A sequence of octets of text *is* a (text) string. A string is not
necessarily null-terminated (the C programming language, and its
derivatives, nonwithstanding).
It sounds as if whoever wrote RFC 3550 needs to learn the
difference between the words "padded" and "terminated" - they
probably meant to say that the string is null-*padded* to a
4-byte boundary.
Maybe they did know the diference, and maybe they didn't, but what
they
actually said was:
If the string fills the packet to the next 32-bit boundary, the
string is not null terminated.
i.e. they have defined a case in which a "string" is not null
terminated
(i.e. is a sequence of non-null characters only), so Wireshark should
not object to the string not being null terminated in this case.
They also said
The string has the same encoding as that described for SDES.
and what they say for SDES is
Each chunk consists of an SSRC/CSRC identifier followed by a list
of
zero or more items, which carry information about the SSRC/CSRC.
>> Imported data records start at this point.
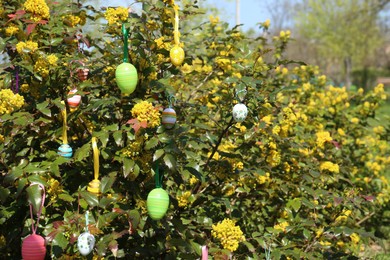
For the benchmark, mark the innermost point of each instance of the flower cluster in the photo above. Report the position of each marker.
(11, 30)
(38, 9)
(43, 64)
(116, 15)
(228, 234)
(146, 112)
(332, 167)
(9, 101)
(29, 46)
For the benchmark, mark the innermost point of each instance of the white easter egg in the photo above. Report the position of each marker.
(240, 111)
(85, 243)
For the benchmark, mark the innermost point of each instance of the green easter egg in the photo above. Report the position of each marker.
(126, 77)
(157, 203)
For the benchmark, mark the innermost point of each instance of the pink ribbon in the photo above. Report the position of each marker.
(34, 228)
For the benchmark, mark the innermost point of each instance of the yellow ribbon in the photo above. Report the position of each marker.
(94, 185)
(64, 127)
(176, 25)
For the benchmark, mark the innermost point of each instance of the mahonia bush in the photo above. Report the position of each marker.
(303, 176)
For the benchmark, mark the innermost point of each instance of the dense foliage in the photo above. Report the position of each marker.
(301, 177)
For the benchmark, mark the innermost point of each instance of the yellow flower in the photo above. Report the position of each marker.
(322, 137)
(228, 234)
(332, 167)
(183, 199)
(146, 112)
(116, 15)
(281, 226)
(11, 30)
(9, 101)
(38, 9)
(26, 46)
(355, 238)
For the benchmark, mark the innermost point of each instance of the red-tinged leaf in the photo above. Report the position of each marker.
(30, 28)
(57, 224)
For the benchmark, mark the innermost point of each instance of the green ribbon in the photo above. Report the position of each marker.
(125, 33)
(158, 177)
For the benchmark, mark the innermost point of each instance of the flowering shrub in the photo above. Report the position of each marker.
(302, 176)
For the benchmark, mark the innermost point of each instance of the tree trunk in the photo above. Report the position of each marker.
(348, 72)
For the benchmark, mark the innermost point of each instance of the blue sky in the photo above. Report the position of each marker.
(251, 13)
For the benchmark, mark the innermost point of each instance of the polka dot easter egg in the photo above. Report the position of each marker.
(157, 203)
(85, 243)
(240, 111)
(177, 55)
(168, 118)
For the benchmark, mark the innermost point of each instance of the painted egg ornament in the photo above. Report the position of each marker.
(177, 55)
(85, 243)
(240, 111)
(74, 100)
(169, 118)
(65, 151)
(33, 247)
(157, 203)
(126, 77)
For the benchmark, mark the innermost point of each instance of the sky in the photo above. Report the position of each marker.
(251, 11)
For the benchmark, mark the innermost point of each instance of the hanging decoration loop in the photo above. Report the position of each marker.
(35, 227)
(125, 32)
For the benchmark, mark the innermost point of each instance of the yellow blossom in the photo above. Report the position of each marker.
(116, 15)
(146, 112)
(38, 8)
(11, 30)
(332, 167)
(9, 101)
(228, 234)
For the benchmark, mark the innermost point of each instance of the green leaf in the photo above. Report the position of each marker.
(106, 183)
(151, 143)
(170, 161)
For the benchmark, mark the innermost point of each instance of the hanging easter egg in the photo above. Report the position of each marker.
(65, 151)
(169, 118)
(82, 74)
(85, 243)
(157, 203)
(126, 77)
(177, 55)
(73, 100)
(33, 247)
(240, 111)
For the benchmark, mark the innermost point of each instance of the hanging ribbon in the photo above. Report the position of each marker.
(86, 221)
(125, 33)
(157, 177)
(64, 127)
(176, 25)
(94, 185)
(35, 227)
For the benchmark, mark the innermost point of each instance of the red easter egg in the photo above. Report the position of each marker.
(33, 248)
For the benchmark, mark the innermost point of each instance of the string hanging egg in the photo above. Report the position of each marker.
(157, 202)
(176, 53)
(34, 246)
(126, 74)
(85, 241)
(65, 150)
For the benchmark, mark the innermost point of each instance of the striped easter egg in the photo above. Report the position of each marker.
(177, 55)
(74, 100)
(157, 203)
(126, 77)
(65, 150)
(168, 118)
(33, 247)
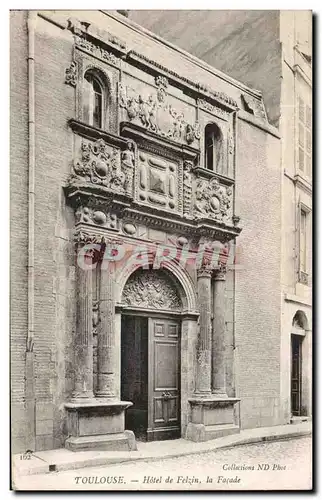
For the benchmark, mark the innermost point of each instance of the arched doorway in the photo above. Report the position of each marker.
(299, 360)
(150, 354)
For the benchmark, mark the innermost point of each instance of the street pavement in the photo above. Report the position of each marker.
(285, 465)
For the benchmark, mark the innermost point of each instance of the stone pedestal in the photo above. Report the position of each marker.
(203, 379)
(212, 418)
(98, 425)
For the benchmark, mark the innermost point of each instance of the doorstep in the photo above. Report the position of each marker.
(43, 462)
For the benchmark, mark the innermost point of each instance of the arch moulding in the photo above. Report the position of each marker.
(189, 299)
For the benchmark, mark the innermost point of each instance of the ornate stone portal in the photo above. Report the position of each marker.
(95, 421)
(144, 183)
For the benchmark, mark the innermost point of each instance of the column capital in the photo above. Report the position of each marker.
(220, 273)
(204, 272)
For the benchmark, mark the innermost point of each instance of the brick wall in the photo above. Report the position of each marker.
(19, 223)
(258, 304)
(54, 290)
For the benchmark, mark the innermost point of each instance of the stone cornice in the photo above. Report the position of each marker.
(200, 90)
(95, 133)
(199, 228)
(150, 139)
(209, 174)
(193, 59)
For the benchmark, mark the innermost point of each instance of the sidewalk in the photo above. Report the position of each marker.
(60, 460)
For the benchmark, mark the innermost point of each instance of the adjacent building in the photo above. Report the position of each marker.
(270, 51)
(146, 257)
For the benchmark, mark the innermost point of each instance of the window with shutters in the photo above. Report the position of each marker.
(304, 137)
(93, 97)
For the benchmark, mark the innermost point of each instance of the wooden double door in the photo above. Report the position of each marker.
(296, 374)
(150, 376)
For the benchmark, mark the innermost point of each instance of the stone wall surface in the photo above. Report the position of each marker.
(243, 44)
(19, 222)
(258, 304)
(252, 334)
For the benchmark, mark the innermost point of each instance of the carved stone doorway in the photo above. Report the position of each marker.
(150, 376)
(150, 355)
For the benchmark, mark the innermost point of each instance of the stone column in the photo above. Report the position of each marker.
(84, 338)
(203, 382)
(218, 335)
(105, 337)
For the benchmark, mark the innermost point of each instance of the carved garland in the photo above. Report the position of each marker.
(103, 165)
(155, 114)
(212, 200)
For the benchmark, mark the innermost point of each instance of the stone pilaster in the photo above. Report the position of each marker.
(106, 338)
(218, 336)
(203, 382)
(83, 344)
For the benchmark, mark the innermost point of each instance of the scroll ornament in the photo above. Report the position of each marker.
(150, 290)
(157, 115)
(212, 199)
(103, 165)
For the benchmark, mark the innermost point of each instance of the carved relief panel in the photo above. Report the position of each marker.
(155, 110)
(151, 290)
(103, 164)
(159, 182)
(212, 199)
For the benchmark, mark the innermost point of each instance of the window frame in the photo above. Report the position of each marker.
(214, 133)
(303, 271)
(93, 74)
(304, 136)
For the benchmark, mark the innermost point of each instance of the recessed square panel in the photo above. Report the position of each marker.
(159, 329)
(173, 331)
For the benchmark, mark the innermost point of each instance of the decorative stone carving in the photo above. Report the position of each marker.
(254, 106)
(71, 74)
(231, 143)
(187, 187)
(95, 316)
(101, 164)
(156, 114)
(83, 238)
(129, 228)
(162, 83)
(192, 133)
(212, 199)
(159, 182)
(92, 215)
(128, 162)
(202, 88)
(77, 27)
(97, 51)
(152, 290)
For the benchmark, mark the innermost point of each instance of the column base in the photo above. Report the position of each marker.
(98, 425)
(212, 418)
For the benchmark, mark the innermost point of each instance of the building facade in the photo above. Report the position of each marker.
(145, 240)
(271, 51)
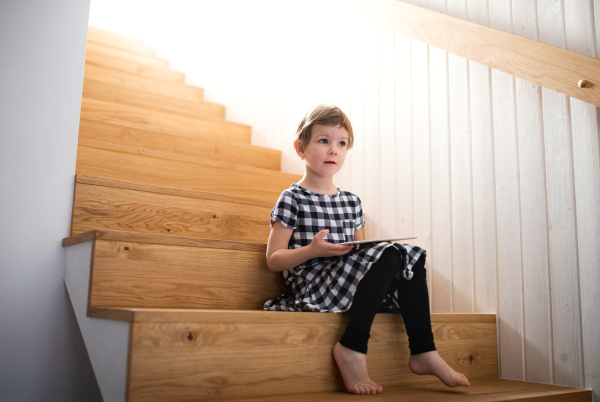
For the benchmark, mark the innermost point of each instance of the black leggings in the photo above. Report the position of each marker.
(412, 296)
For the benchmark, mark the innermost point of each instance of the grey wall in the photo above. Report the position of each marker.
(42, 51)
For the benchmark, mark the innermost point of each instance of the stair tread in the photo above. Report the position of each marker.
(185, 158)
(207, 126)
(137, 207)
(138, 237)
(178, 142)
(149, 60)
(113, 92)
(154, 188)
(171, 89)
(485, 390)
(260, 316)
(131, 67)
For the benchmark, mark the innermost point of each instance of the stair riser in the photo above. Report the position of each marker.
(145, 169)
(130, 67)
(98, 207)
(187, 359)
(172, 90)
(212, 128)
(201, 147)
(129, 274)
(118, 94)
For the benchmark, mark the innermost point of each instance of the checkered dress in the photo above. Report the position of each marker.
(328, 284)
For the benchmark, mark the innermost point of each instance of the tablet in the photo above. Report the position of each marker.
(375, 241)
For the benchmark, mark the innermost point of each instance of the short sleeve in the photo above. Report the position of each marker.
(286, 210)
(359, 221)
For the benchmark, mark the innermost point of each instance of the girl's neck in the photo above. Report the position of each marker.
(324, 186)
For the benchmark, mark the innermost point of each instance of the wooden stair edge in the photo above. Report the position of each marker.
(169, 131)
(488, 390)
(186, 158)
(261, 316)
(158, 189)
(172, 240)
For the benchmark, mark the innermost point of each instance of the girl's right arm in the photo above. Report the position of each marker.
(280, 258)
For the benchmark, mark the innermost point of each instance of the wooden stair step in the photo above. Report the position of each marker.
(118, 41)
(143, 270)
(172, 90)
(211, 127)
(180, 143)
(123, 95)
(130, 67)
(139, 207)
(152, 61)
(490, 390)
(187, 354)
(154, 167)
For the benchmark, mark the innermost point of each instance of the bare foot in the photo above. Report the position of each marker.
(433, 364)
(353, 366)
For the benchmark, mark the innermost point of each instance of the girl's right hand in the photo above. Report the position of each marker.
(321, 248)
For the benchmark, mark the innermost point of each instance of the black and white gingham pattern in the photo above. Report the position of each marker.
(327, 284)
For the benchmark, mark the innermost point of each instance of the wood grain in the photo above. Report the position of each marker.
(118, 208)
(130, 274)
(118, 41)
(230, 367)
(545, 65)
(197, 174)
(130, 67)
(483, 390)
(179, 143)
(123, 95)
(217, 128)
(115, 77)
(127, 55)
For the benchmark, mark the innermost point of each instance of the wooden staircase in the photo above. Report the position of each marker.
(166, 260)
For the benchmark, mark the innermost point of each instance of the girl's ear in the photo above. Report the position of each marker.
(299, 148)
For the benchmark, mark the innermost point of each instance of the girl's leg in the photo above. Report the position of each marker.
(414, 304)
(350, 352)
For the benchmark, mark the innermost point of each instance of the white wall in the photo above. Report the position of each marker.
(499, 178)
(42, 49)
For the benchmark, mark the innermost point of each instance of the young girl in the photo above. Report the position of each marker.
(309, 221)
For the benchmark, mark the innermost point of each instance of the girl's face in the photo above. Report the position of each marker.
(326, 151)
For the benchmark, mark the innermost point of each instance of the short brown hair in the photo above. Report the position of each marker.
(326, 115)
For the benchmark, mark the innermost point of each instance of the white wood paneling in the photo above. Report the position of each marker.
(441, 185)
(499, 178)
(421, 147)
(537, 329)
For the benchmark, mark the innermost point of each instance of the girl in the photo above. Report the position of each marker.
(309, 221)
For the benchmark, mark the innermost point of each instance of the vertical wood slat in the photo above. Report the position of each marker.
(421, 147)
(537, 329)
(386, 198)
(579, 37)
(372, 127)
(403, 149)
(566, 328)
(484, 204)
(440, 254)
(320, 79)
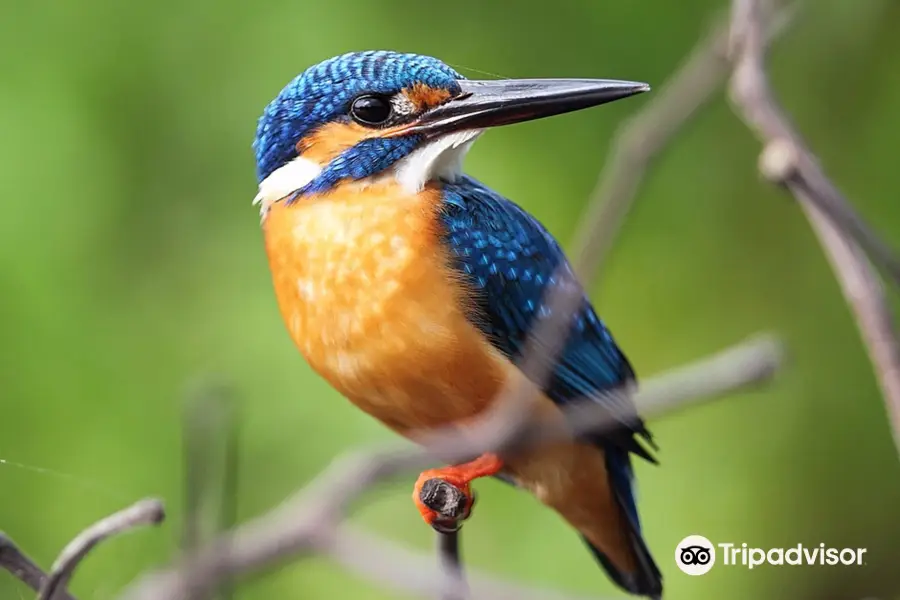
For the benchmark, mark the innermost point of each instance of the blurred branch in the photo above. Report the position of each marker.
(756, 104)
(309, 521)
(23, 568)
(145, 512)
(643, 137)
(53, 586)
(787, 161)
(210, 460)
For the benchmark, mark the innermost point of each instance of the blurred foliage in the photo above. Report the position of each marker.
(131, 261)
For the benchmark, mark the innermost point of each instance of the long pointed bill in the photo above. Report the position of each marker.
(502, 102)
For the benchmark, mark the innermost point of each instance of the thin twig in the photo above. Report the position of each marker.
(23, 568)
(787, 161)
(210, 459)
(402, 570)
(144, 512)
(450, 557)
(308, 521)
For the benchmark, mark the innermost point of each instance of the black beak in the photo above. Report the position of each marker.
(502, 102)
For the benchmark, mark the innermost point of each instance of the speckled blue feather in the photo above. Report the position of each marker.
(323, 94)
(510, 260)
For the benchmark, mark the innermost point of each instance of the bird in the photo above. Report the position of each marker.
(411, 287)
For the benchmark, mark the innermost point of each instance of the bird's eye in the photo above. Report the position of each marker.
(371, 110)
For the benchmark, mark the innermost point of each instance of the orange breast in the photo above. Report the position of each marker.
(364, 289)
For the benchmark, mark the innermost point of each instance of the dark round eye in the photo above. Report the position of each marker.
(371, 110)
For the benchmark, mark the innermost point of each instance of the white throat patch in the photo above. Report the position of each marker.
(284, 180)
(440, 158)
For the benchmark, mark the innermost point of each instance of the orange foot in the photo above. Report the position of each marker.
(428, 494)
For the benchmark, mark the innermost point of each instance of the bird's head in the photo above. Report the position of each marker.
(373, 114)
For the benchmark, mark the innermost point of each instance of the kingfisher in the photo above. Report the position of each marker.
(411, 287)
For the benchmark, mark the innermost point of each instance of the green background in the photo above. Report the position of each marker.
(131, 262)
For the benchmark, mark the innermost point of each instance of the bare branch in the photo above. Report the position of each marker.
(145, 512)
(308, 521)
(397, 568)
(787, 161)
(449, 566)
(23, 568)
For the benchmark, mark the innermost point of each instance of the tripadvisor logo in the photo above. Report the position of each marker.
(696, 555)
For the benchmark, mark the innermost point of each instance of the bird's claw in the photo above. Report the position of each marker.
(443, 502)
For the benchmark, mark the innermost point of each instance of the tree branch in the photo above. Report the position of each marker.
(787, 161)
(23, 568)
(308, 522)
(145, 512)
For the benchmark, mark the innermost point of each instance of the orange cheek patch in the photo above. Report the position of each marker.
(424, 97)
(328, 141)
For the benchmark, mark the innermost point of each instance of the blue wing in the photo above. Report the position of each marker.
(510, 259)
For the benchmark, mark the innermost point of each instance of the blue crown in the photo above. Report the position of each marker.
(323, 93)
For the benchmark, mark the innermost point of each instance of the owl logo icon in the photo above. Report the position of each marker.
(695, 555)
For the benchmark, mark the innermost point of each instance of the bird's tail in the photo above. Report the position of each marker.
(645, 579)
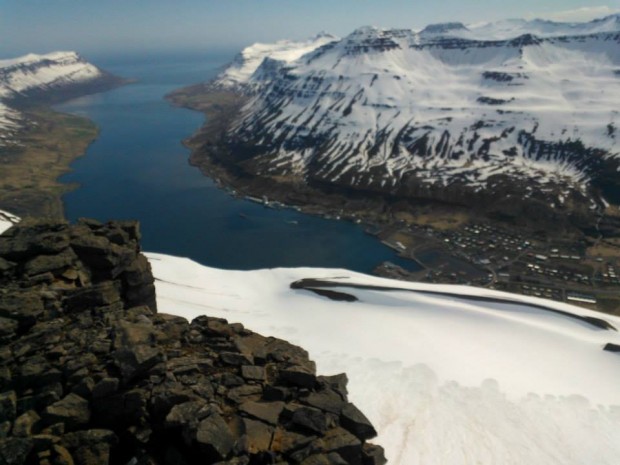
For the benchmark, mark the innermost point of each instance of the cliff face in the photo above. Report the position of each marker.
(91, 373)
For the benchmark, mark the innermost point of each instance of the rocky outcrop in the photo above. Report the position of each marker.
(90, 373)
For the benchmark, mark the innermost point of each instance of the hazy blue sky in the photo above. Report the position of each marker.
(103, 26)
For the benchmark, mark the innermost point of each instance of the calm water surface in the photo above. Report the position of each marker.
(137, 168)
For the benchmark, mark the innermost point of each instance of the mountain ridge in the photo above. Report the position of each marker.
(439, 116)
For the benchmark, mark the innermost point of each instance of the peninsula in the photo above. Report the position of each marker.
(440, 143)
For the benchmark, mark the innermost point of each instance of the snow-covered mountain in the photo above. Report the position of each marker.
(44, 78)
(442, 112)
(447, 374)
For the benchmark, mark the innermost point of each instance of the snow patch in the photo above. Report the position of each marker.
(499, 382)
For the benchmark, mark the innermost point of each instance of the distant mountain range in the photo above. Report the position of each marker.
(485, 113)
(46, 78)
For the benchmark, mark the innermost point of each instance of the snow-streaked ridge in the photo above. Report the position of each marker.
(444, 106)
(250, 58)
(444, 379)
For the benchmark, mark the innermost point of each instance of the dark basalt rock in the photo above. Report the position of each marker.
(91, 374)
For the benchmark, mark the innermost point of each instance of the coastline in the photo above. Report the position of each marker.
(44, 151)
(411, 225)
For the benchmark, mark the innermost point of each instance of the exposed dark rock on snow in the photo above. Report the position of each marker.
(90, 373)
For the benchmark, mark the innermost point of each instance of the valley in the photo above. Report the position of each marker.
(37, 144)
(285, 131)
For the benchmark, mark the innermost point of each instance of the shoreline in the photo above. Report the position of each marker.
(44, 151)
(412, 225)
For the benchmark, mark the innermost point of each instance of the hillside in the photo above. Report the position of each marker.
(524, 112)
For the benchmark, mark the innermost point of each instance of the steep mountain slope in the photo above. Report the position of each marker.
(44, 79)
(451, 113)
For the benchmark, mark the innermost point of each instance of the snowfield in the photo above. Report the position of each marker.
(7, 220)
(444, 379)
(465, 377)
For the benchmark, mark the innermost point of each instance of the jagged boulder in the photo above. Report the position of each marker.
(91, 374)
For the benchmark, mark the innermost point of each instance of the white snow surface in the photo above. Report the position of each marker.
(471, 97)
(41, 72)
(7, 220)
(444, 380)
(250, 58)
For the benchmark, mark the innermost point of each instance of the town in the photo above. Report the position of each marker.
(488, 255)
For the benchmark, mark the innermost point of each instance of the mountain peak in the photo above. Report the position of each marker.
(443, 28)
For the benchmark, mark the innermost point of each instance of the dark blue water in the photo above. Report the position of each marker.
(137, 168)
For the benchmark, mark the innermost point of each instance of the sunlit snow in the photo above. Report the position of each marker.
(445, 379)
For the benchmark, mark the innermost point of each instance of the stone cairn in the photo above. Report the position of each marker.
(91, 374)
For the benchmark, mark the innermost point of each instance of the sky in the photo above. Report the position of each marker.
(94, 27)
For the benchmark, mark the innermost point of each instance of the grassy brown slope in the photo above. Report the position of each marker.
(29, 171)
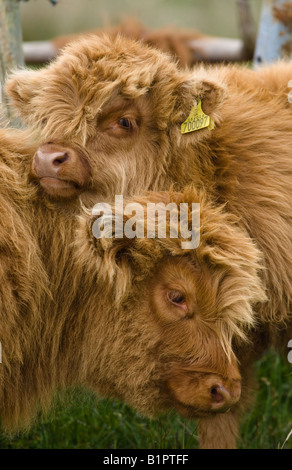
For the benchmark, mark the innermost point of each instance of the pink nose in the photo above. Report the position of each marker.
(49, 163)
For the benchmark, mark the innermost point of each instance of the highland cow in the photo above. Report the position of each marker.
(184, 318)
(108, 115)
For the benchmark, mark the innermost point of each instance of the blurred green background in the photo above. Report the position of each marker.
(41, 20)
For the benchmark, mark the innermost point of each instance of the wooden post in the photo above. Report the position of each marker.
(11, 54)
(274, 40)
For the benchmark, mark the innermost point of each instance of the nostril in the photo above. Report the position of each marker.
(60, 159)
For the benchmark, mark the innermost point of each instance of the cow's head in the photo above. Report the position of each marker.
(108, 115)
(172, 317)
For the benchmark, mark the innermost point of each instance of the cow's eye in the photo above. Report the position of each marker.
(125, 123)
(176, 297)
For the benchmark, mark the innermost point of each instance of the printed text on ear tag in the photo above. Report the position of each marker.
(197, 120)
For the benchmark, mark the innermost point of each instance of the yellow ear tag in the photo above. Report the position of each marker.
(197, 120)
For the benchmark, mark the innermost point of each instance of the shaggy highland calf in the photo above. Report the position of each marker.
(107, 115)
(177, 323)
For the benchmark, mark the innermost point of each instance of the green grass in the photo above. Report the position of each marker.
(88, 423)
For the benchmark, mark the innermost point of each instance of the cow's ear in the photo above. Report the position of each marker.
(198, 105)
(23, 87)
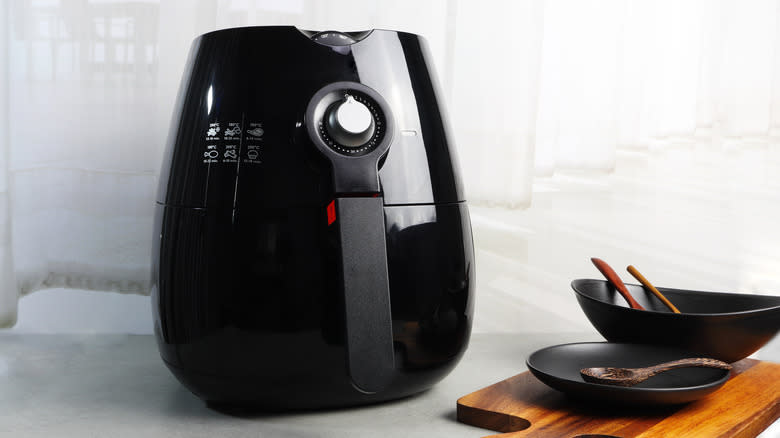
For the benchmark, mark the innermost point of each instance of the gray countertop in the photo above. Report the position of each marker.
(117, 386)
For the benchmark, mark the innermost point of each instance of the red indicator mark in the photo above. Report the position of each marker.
(331, 212)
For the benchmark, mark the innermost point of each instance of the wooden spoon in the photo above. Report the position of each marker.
(632, 376)
(646, 283)
(613, 278)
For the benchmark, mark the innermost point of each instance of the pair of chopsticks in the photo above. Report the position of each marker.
(613, 278)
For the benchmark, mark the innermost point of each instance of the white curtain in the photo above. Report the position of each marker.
(532, 86)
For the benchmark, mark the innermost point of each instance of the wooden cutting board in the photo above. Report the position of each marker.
(522, 406)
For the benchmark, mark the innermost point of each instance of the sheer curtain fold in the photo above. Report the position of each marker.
(532, 87)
Each chunk starts on a 32-bit boundary. Each item consists of an
8-
bit type field, an 8-bit octet count describing the length of the
text (thus, not including this two-octet header), and the text
itself. Note that the text can be no longer than 255 octets, but
this is consistent with the need to limit RTCP bandwidth
consumption.
The text is encoded according to the UTF-8 encoding specified in
RFC
2279 [5]. US-ASCII is a subset of this encoding and requires no
additional encoding. The presence of multi-octet encodings is
indicated by setting the most significant bit of a character to a
value of one.
Items are contiguous, i.e., items are not individually padded to a
32-bit boundary. Text is not null terminated because some multi-
octet encodings include null octets. The list of items in each
chunk
MUST be terminated by one or more null octets, the first of which
is
interpreted as an item type of zero to denote the end of the list.
No length octet follows the null item type octet, but additional
null
octets MUST be included if needed to pad until the next 32-bit
boundary. Note that this padding is separate from that indicated
by
the P bit in the RTCP header. A chunk with zero items (four null
octets) is valid but useless.
which describes null-padded strings, not null-terminated strings (in
fact, they explicitly say "Text is not null terminated because some
multi-octet encodings include null octets" - although they earlier say
the encoding is UTF-8, which *doesn't* include null octets in multi-
octet encodings).
I.e., RFC 3550 needs a little attention from an editor.
In any case, what Wireshark should do is treat the BYE Reason string
as null-padded, not as "null-terminated except when it isn't".